The shareholders’ meeting held by themselves needs to meet two preconditions. Jiangsu Xinning Modern Logistics Co.Ltd(300013) the board of directors actively performed its duties and made a written reply according to law. There is no case that the board of directors did not give feedback or did not agree to convene the general meeting of shareholders within 10 days after receiving the request. Therefore, the first prerequisite for convening the shareholders to convene the extraordinary general meeting of shareholders by themselves is not met. Secondly, Jiangsu Xinning Modern Logistics Co.Ltd(300013) the board of supervisors has also actively performed its duties and made a written reply, so the second prerequisite is not met.
In addition, the reporter of “daily economic news” noted that the shareholders were summoned to submit two application disclosure documents to the Jiangsu Xinning Modern Logistics Co.Ltd(300013) board of directors, requiring the board of directors of listed companies to timely fulfill the filing procedures to Jiangsu securities regulatory bureau and Shenzhen Stock Exchange after receiving these documents, and upload these documents for information disclosure before February 10. The two application disclosure documents are the two annexes of the notice, but Jiangsu Xinning Modern Logistics Co.Ltd(300013) did not disclose the specific contents.
So is there a legal basis for listed companies to repeatedly refuse the request to convene shareholders? Has the legitimate rights and interests of shareholders been protected?
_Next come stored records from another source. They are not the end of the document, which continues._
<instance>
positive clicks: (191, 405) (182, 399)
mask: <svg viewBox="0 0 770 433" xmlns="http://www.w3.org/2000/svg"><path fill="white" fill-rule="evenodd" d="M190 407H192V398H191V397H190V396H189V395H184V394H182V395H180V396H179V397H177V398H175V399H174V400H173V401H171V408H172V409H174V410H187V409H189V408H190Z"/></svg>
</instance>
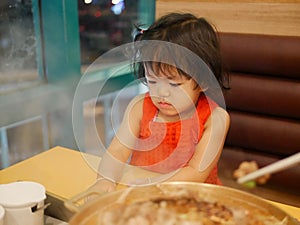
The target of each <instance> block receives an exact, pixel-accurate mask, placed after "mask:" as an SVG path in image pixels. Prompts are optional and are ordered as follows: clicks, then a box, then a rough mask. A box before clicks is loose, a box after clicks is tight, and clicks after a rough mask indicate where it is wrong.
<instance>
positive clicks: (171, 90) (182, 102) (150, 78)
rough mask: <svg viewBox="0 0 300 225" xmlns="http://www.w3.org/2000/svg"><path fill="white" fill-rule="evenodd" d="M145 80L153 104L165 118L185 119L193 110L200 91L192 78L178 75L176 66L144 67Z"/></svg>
mask: <svg viewBox="0 0 300 225" xmlns="http://www.w3.org/2000/svg"><path fill="white" fill-rule="evenodd" d="M145 71H146V80H147V84H148V87H149V92H150V96H151V99H152V101H153V103H154V105H155V106H156V107H157V108H158V110H159V112H160V113H161V114H162V115H164V117H165V118H166V119H170V120H179V119H180V118H181V119H186V118H187V117H190V116H191V113H193V112H194V109H195V105H196V103H197V101H198V98H199V95H200V93H201V89H200V87H198V86H197V85H196V83H195V81H194V80H193V79H188V78H187V77H185V76H183V75H180V74H179V72H178V70H177V69H176V68H169V69H168V70H160V69H158V70H156V69H155V72H154V71H153V70H151V69H150V68H146V67H145Z"/></svg>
In this regard, Lawyer Wang Zhibin of Shanghai Minglun law firm said that the joint proposal of the two shareholders to convene the general meeting of shareholders and jointly nominate directors should be regarded as the joint action of the two shareholders on a single matter, which is not equivalent to that the two shareholders have formed a concerted action. Moreover, the two shareholders did not propose the removal of the current directors. If the candidates nominated by the two shareholders are elected as directors, the company will have nine directors, including four nominated by Zhongyuan financial holding, which is not more than half. It is also difficult to define that the two shareholders jointly realized the acquisition of the listed company.
In addition, Wang Zhibin believes that Article 60 of the measures for the administration of the acquisition of listed companies gives the board of directors the right to reject shareholders’ proposals on the premise that the shareholder is controlled by the actual controller and the actual controller is in violation of regulations or is not allowed to acquire the listed company, Jiangsu Xinning Modern Logistics Co.Ltd(300013) two shareholders are not controlled by the actual controller of the company, The board of directors of the company cited this clause to reject the shareholders’ proposal, which is not in line with the original intention of the legislation.
“I personally believe that the two shareholders have the right to convene the general meeting of shareholders on their own after properly performing the pre procedure. The company’s management refuses to convene the general meeting of shareholders, which is suspected of infringing on the legitimate rights of shareholders.” Wang Zhibin said.